The benchmark data is saved upon calling the method BenchmarkTool.save(). This function call is executed at the end of every period by the ResetAndPauseBehaviour (within the reset_pause_abci FSM App skill). Hence, the reset_pause_abci FSM App must be chained appropriately in the composed FSM, marking the end of a period in the business logic of the service.

As a summary, the sequence of events that should occur so that the benchmark information is saved correctly is as follows:

The overall FSM App is composed with the reset_pause_abci FSM App.
Any intermediate behaviour executes local and/or consensus blocks contexts within their async_act() method.
The FSM App reaches the ResetAndPauseRound (reset_pause_abci round and calls the BenchmarkTool.save() method.
Wait for as many periods as you wish before stopping the service. Note that any measurement not saved at the end of a period will be lost.

The benchmark data will be stored in the folder <service_folder>/abci_build/persistent_data/benchmarks.

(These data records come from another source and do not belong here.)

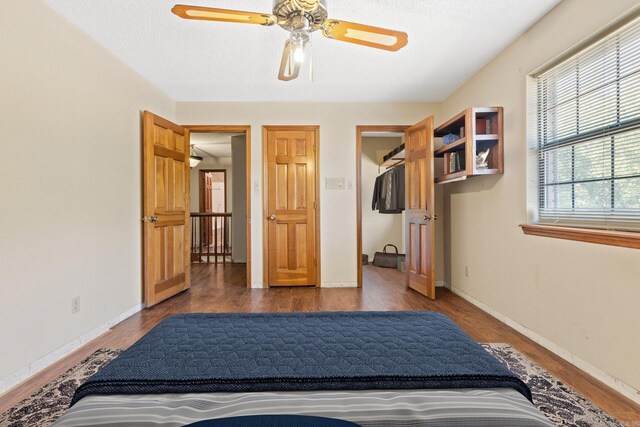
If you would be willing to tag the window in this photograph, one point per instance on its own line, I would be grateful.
(588, 141)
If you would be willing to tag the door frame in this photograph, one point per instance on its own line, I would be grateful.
(247, 131)
(265, 197)
(201, 186)
(360, 129)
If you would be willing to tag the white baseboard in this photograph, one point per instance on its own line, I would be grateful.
(339, 285)
(38, 365)
(613, 382)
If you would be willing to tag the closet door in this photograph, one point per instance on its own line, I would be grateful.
(420, 209)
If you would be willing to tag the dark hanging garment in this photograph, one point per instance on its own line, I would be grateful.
(377, 193)
(388, 192)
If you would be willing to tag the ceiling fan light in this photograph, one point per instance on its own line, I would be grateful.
(298, 53)
(194, 161)
(299, 40)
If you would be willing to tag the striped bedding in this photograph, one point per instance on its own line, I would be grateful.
(459, 407)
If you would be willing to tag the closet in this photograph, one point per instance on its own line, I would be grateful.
(383, 193)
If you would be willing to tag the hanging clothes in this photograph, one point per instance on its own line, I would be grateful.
(388, 192)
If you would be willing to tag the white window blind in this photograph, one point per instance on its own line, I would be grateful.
(589, 135)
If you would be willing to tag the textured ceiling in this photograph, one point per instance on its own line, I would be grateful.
(449, 41)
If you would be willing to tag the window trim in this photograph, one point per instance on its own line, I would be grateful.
(625, 239)
(580, 231)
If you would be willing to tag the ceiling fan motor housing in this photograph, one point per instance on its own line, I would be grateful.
(300, 14)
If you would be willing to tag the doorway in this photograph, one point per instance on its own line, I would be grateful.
(292, 211)
(377, 226)
(220, 195)
(416, 153)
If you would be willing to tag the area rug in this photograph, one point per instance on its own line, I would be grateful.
(562, 405)
(47, 405)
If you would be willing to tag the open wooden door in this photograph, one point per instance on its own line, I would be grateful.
(166, 209)
(420, 209)
(291, 183)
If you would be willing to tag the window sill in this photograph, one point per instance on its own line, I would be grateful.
(603, 237)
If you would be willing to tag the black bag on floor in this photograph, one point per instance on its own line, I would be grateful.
(386, 259)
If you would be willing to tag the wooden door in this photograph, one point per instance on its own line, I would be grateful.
(291, 185)
(420, 209)
(166, 209)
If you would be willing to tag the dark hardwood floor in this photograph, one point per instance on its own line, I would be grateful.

Use the command line to aggregate benchmark information

Run the service. Build and run the agent service in dev mode. (The tool also works if you run the agent normal mode.)
Wait for service execution. Wait until the service has completed at least one period before cancelling the execution. That is, wait until the ResetAndPauseRound round has occurred at least once. As commented above, this is required because benchmark data is saved in this state. Once you have a data dump, you can stop the local execution by pressing Ctrl-C.
Aggregate the benchmark data. The benchmark data will be stored in the folder <service_folder>/abci_build/persistent_data/benchmarks. Aggregate the data for all periods executing:
```
autonomy analyse benchmarks abci_build/persistent_data/benchmarks
```
This will generate a benchmarks.html file containing benchmark stats in your current directory. By default the script will generate output for all periods but you can specify which period to generate output for. Similarly, block types aggregation is configurable as well. For example,
```
autonomy analyse benchmarks abci_build/persistent_data/benchmarks --period 2 --block-type consensus
```
will aggregate stats for consensus code blocks in the second period. You can specify the --block-type option as local (to consider only local code blocks), consensus (to consider only consensus code blocks), total (to aggregate local + consensus code blocks) or all (to consider both consensus and local code blocks).